Ms. Zelmer of Canada pointed to the similarities in processes among the countries: broad consultations, overarching strategies, standards as building blocks, more formal models, concern with privacy and confidentiality, electronic health records, dissemination of health information to consumers, health information as a support to development of health policy and management of the health system. She noted that the G8 countries have consulted widely on enabling mechanisms.

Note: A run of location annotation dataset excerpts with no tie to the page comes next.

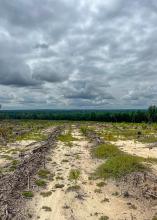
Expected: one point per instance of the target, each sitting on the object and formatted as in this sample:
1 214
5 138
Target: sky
78 54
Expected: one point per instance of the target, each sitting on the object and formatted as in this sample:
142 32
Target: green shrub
40 182
118 166
74 175
106 151
66 137
27 194
46 194
43 173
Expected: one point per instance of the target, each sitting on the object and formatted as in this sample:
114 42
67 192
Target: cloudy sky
78 54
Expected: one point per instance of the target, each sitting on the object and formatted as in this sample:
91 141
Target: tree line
149 115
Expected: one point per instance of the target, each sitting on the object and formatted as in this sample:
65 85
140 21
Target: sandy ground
90 202
137 148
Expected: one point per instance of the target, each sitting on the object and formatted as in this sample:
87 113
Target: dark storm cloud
78 53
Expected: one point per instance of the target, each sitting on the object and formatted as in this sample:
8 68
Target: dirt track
90 201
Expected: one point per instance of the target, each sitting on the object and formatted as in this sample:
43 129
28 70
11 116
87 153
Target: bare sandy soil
90 202
137 148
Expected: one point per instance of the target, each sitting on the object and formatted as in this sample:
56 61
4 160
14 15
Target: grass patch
66 137
27 194
74 175
59 186
43 173
40 182
73 188
104 151
118 166
46 194
46 208
101 184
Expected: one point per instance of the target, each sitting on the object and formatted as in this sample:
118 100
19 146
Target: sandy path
137 148
90 202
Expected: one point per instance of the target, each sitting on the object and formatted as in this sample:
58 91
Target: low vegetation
74 175
43 173
66 137
118 163
27 194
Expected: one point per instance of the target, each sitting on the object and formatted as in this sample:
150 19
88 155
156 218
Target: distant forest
149 115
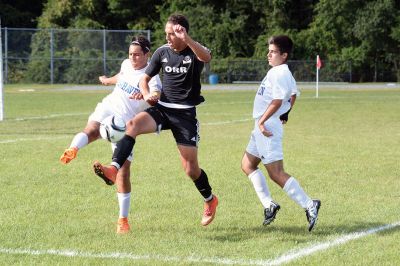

Dr. Fitzmaurice described Ray Rogers's efforts with G8 countries on the mechanisms and offered to make available the final document. Dr. Fitzmaurice suggested that Rogers be invited to speak with NCVHS.
Dr. Fitzmaurice also commented that in the U.S., contrary to the case in other countries, government funding and ?glue? are less prevalent in an environment of private- sector initiatives. Many tools are available, but national leadership is currently lacking to pull the tools together, to eliminate unnecessary duplication, and to link with other countries. Ms. Zelmer and Dr. Jones both remarked that their countries eventually established national ?umbrellas? to coordinate its multiple focal points.
Dr. Lumpkin discussed the current availability of approaches to merge the personal and the public health orientations. Dr. Jones stated that the U.K. system has the ability to pass patients' records through both a populations filter and a geographical filter. Ms. Frawley mentioned the issue of data ownership, noting that the U.S. is not alone in its struggle to come to consensus.
Dr. Jones noted that work already has been done on many problems identified at this meeting, for example on security and confidentiality, but not ownership.
Ms. Zelmer stated that the institution that conducted the highly successful Canadian data collection is well respected, and the ground rules for data usage were well defined. Ms. Greenberg and Dr. Fitzmaurice noted the success of the National Health Interview Survey and the Agency for Health Care Policy and Research survey, respectively, although the situations are not parallel with Canada's. Dr. McDonald referred to the complications and challenges of eliciting data.
Mr. Reilly queried the representatives about the methodologies they use. Dr. Jones and Ms. Zelmer have formally compared their models with the HL7.
NEXT STEPS IN ANALYSIS OF COUNTRY/DOD MODELS
Dr. Detmer suggested that the next step will be to organize the concepts raised in this discussion. Dr. Deering stated that one activity will be to determine the commonalities among the models. Another will be to develop by the full Committee's June meeting a new outline for the upcoming white paper. A long-postponed meeting with the Assistant Secretary for Management and Budget will be scheduled for the near future. Focus on the matrix will be tabled again. Several representatives from the NHS plan to visit February 22-24 to discuss the National Electronic Library for Health, see live telemedicine demonstrations, and engage in other activities.
Dr. Lumpkin emphasized the importance of work on this model in the future of the National Committee. Dr. Detmer noted the receptivity at the February 2 meeting on the computer-based record to the concept paper. He also underlined the urgency for the Work Group to complete its mandate successfully.
Dr. Detmer adjourned the meeting.
I hereby certify that, to the best of my knowledge,
the foregoing summary of minutes is accurate and complete.